Cardiovasc Drugs Ther. 2019 Feb 8. doi: 10.1007/s10557-019-06852-6. [Epub ahead of print]
Impact of Age on the Efficacy and Safety of Alirocumab in Patients with Heterozygous Familial Hypercholesterolemia.
Ginsberg HN1, Tuomilehto J2,3, Hovingh GK4, Cariou B5, Santos RD6,7, Brown AS8, Sanganalmath SK9, Koren A10, Thompson D9, Raal FJ11.
This post-hoc analysis examined whether age modified the efficacy and safety of alirocumab, a PCSK9 inhibitor, in patients with heterozygous familial hypercholesterolemia (HeFH), using pooled data from four 78-week placebo-controlled phase 3 trials (ODYSSEY FH I, FH II, LONG TERM, and HIGH FH).
Data from 1257 patients with HeFH on maximally tolerated statin ± other lipid-lowering therapies were analyzed by an alirocumab dose regimen and by age subgroups (18 to < 45, 45 to < 55, 55 to < 65, and ≥ 65 years). In the FH I and II trials, patients received 75 mg subcutaneously every 2 weeks (Q2W), with dose increase to 150 mg Q2W at week 12 if week 8 low-density lipoprotein cholesterol (LDL-C) was ≥ 70 mg/dl. In HIGH FH and LONG TERM, patients received 150 mg alirocumab Q2W.
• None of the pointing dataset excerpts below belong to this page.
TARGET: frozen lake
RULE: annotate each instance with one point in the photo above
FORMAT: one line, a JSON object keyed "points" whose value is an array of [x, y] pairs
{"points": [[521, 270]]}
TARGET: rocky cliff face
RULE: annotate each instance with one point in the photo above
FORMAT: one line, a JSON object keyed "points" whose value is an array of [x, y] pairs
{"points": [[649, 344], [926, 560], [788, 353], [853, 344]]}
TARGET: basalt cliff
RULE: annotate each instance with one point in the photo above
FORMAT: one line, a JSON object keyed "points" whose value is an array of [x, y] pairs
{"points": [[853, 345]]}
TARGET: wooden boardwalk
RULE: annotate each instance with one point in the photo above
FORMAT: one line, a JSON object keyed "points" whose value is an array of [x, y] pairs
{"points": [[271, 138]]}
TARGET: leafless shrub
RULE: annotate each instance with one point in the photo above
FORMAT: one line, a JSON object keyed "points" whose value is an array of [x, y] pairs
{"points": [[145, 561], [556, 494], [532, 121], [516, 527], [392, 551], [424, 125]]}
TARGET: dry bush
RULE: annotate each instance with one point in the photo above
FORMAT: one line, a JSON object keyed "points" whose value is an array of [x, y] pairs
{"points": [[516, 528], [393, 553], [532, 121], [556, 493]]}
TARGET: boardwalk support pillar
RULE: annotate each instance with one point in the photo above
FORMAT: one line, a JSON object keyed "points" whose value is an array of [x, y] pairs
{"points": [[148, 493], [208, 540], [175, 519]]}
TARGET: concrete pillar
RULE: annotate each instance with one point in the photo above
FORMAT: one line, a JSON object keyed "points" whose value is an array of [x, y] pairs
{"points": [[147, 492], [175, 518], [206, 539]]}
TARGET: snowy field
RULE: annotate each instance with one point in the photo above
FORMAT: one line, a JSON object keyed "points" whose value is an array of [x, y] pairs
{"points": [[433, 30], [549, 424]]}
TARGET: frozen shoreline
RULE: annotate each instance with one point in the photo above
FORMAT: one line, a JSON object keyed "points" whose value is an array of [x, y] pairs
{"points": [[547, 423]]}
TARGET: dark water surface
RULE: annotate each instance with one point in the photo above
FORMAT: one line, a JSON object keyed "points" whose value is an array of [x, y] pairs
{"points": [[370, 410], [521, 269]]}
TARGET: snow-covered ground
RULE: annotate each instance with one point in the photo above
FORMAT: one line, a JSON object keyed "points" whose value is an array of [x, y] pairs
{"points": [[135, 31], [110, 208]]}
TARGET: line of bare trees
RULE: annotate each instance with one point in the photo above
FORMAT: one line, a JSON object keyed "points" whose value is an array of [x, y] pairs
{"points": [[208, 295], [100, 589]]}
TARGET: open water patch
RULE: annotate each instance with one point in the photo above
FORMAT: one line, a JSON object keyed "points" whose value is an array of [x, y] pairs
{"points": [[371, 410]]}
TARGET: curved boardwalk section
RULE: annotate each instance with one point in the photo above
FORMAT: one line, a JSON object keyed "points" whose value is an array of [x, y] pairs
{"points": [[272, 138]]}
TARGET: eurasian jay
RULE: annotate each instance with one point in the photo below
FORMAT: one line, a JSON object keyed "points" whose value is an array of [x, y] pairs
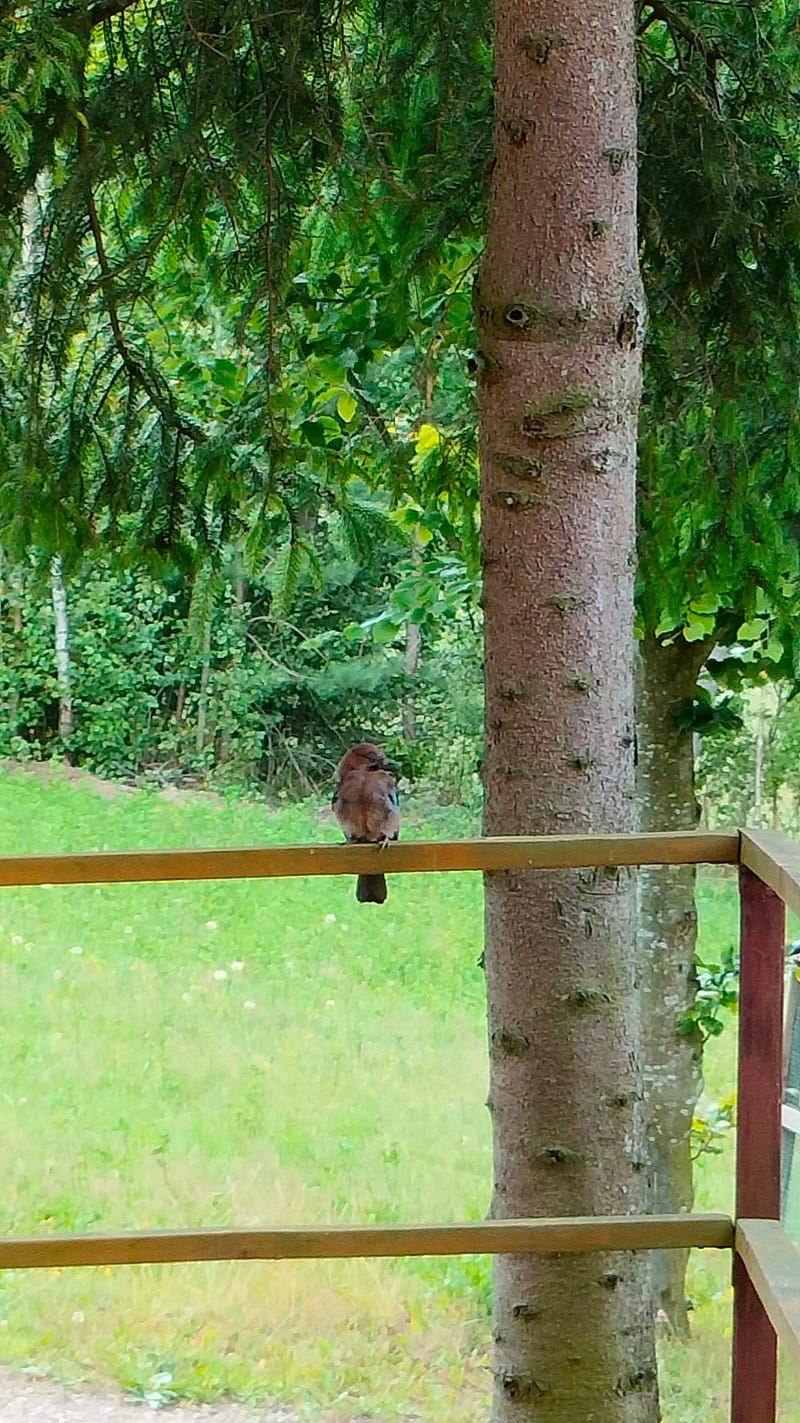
{"points": [[366, 806]]}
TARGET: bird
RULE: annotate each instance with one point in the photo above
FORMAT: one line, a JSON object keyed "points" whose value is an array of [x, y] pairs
{"points": [[367, 808]]}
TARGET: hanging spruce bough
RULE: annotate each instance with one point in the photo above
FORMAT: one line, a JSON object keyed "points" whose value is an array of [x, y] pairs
{"points": [[560, 315]]}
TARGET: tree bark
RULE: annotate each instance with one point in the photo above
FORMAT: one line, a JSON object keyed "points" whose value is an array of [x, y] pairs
{"points": [[558, 308], [668, 924], [202, 696], [63, 668]]}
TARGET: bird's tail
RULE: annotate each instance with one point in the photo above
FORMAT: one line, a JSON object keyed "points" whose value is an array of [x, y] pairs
{"points": [[370, 888]]}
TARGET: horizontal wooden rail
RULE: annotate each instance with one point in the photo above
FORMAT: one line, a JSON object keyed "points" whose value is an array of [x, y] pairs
{"points": [[538, 1237], [773, 1264], [775, 858], [409, 857]]}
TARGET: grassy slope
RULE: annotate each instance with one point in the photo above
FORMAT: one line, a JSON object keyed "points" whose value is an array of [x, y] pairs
{"points": [[264, 1053]]}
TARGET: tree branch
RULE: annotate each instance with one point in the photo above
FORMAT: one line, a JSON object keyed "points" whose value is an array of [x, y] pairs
{"points": [[135, 369], [106, 10]]}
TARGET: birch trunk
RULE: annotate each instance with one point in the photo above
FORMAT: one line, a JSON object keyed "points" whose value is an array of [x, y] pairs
{"points": [[63, 668], [558, 308], [668, 922]]}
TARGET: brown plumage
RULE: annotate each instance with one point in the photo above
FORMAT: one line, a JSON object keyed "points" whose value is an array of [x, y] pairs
{"points": [[366, 806]]}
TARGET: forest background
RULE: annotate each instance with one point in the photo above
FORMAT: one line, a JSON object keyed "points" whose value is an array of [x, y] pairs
{"points": [[238, 508]]}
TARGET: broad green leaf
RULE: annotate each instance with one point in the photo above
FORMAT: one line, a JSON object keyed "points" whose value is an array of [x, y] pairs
{"points": [[346, 406], [427, 438]]}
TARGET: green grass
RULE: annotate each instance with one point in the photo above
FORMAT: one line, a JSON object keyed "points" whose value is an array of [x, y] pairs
{"points": [[266, 1052]]}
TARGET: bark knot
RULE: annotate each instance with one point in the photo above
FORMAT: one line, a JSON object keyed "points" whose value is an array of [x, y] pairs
{"points": [[572, 413], [587, 995], [510, 1042], [538, 47], [521, 1386], [558, 1156]]}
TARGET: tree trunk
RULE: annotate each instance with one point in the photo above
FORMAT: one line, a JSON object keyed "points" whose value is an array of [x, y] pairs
{"points": [[202, 697], [558, 306], [63, 670], [668, 922], [410, 663]]}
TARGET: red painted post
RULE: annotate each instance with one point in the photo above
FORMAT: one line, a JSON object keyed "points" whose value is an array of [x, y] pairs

Baseline characteristics were similar between treatment groups across all age groups; the proportion of males decreased whereas the proportion of patients with coronary heart disease, diabetes, hypertension, and declining renal function increased with increasing age. Mean LDL-C reductions at week 24 were consistent across age groups (50.6-61.0% and 51.1-65.8% vs. placebo for the 75/150 and 150 mg alirocumab dose regimens, respectively; both non-significant interaction P-values). Treatment-emergent adverse events occurred in similar frequency in alirocumab- and placebo-treated patients regardless of age, except for injection-site reactions, which were more common in alirocumab than placebo but declined in frequency with age.
Alirocumab treatment resulted in significant LDL-C reductions at weeks 12 and 24 and was generally well tolerated in patients with HeFH across all age groups studied.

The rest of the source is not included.